After 22 years of waiting, Arsenal's streets erupted in red and white on Sunday as hundreds of thousands of supporters lined five miles of North London to celebrate their first Premier League title since 2004. Across two and a half hours, the club's men's team, newly crowned women's world champions, and their extended family of staff rode atop four buses through the city they've called home, each vehicle a floating stage of joy and vindication.

The wait had been agonizing. Mikel Arteta's side had finished second in the Premier League for three consecutive seasons—each a narrow miss that stung more than the last—before finally breaking through in 2025-26, finishing seven points clear of Manchester City. When Martin Odegaard, the first Arsenal captain to lead the club to Premier League glory since Patrick Vieira in 2004, paraded the trophy at the front of the first bus, the roar was among the loudest moments of the day.

Yet the celebrations arrived bittersweet. Just 24 hours earlier, Arsenal had come desperately close to immortality. They lost 4-3 on penalties to Paris Saint-Germain in the Champions League final in Budapest after the match finished 1-1 in extra time—a would-have-been first European title slipping through their fingers. Midfielder Eberechi Eze and defender Gabriel both missed penalties in the shootout, a fresh wound that Gabriel acknowledged on Instagram the morning of the parade: "It's painful, but I'm proud of this team."

But if the Champions League loss stung, the Premier League triumph—their 14th domestic title and first since Arsène Wenger's legendary "Invincibles" went unbeaten in 2003-04—erased the sting. The parade began at Emirates Stadium, where fans who had arrived in the early hours finally caught sight of their heroes as the buses crossed a bridge bearing the words "This belongs to all of us." A massive tifo that had first appeared during November's North London derby against Tottenham reappeared along the route, declaring "The Arsenal - These streets are our own."

The celebration was as much about redemption as glory.

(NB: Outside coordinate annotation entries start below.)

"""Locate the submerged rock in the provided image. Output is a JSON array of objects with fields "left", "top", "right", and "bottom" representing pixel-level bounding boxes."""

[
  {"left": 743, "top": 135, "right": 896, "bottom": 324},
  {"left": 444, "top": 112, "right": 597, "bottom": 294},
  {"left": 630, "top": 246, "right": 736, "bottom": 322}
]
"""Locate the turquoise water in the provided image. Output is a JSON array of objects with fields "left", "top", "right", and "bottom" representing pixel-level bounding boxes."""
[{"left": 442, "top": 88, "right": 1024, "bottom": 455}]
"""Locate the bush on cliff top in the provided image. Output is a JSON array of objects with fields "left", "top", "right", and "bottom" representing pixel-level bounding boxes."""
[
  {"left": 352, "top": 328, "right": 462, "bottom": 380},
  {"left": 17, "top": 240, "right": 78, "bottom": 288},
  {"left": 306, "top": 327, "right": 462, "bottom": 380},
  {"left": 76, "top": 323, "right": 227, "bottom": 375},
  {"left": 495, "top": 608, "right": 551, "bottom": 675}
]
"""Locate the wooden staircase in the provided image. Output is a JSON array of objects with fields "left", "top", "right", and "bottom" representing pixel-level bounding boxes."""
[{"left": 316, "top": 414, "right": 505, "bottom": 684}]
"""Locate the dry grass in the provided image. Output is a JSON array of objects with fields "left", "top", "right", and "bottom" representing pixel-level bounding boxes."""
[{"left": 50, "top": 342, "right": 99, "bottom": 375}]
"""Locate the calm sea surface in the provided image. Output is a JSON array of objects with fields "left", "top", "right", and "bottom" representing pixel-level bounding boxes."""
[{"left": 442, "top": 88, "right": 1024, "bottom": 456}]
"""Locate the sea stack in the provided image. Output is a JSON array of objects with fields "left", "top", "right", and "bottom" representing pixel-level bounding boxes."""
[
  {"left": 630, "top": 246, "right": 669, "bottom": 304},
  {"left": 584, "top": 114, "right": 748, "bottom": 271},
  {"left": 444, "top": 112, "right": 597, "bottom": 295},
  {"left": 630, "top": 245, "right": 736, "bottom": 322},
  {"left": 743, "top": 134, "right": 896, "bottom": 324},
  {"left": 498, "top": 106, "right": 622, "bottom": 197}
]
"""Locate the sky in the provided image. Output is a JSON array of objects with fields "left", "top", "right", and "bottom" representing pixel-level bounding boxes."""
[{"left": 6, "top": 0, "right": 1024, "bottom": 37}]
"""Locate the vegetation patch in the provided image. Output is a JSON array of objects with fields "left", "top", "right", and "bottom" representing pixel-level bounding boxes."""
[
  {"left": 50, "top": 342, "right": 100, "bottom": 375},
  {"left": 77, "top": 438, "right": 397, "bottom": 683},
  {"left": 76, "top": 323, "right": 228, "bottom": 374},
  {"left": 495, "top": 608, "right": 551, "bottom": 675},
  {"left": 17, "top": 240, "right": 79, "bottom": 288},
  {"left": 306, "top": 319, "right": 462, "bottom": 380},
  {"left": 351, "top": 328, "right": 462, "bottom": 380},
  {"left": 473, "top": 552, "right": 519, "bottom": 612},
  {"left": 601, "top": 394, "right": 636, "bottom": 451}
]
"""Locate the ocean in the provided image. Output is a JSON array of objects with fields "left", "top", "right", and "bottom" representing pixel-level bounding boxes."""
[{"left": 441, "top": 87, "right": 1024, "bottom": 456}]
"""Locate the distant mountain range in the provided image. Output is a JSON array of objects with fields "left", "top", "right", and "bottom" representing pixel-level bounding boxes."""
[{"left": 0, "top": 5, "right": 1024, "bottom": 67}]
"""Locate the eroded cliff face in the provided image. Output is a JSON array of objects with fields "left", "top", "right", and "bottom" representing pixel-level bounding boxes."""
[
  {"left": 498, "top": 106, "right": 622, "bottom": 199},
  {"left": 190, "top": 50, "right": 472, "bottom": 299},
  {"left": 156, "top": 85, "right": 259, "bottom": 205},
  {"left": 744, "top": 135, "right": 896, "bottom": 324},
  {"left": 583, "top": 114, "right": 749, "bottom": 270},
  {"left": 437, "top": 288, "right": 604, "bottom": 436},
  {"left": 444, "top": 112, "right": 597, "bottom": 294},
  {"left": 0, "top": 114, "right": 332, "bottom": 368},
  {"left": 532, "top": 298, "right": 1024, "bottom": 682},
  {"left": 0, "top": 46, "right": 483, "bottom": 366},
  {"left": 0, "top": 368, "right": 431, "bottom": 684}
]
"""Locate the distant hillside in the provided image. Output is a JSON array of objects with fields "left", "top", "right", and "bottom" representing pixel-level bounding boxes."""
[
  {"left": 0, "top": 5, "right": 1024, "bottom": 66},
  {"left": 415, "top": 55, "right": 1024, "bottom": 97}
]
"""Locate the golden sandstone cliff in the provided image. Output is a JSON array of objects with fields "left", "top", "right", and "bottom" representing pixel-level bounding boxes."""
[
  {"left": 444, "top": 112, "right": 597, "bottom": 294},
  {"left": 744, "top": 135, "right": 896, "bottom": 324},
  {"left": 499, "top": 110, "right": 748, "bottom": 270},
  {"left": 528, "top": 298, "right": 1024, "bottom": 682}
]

Defender Riccardo Calafiori started roaring "Arsenal, Arsenal" chants. Co-chairman Josh Kroenke joined the noise, waving and urging more. And Declan Rice, the midfielder who has faced criticism for Arsenal's reliance on set-piece goals, grabbed the microphone and mockingly chanted "set-piece again, ole, ole," before Ben White played "Ice, Ice Baby" and Rice belted out Vanilla Ice's lyrics to roaring fans. "I love this team, I love the manager," Rice told Sky Sports. "To see the joy we can give people, it's crazy."

For 19-year-old academy graduate Myles Lewis-Skelly, the moment carried deeper meaning. Speaking before boarding the bus, he framed the Premier League triumph not as a conclusion but as a beginning. "I feel like it's a start of a new era and we're ready to go out and achieve our dreams," he said. That Champions League loss, he added, "adds fuel to the fire." As he thanked the fans, he left them with a promise: "We're not done."

After 22 years in the shadows, Arsenal and their supporters are only just getting started.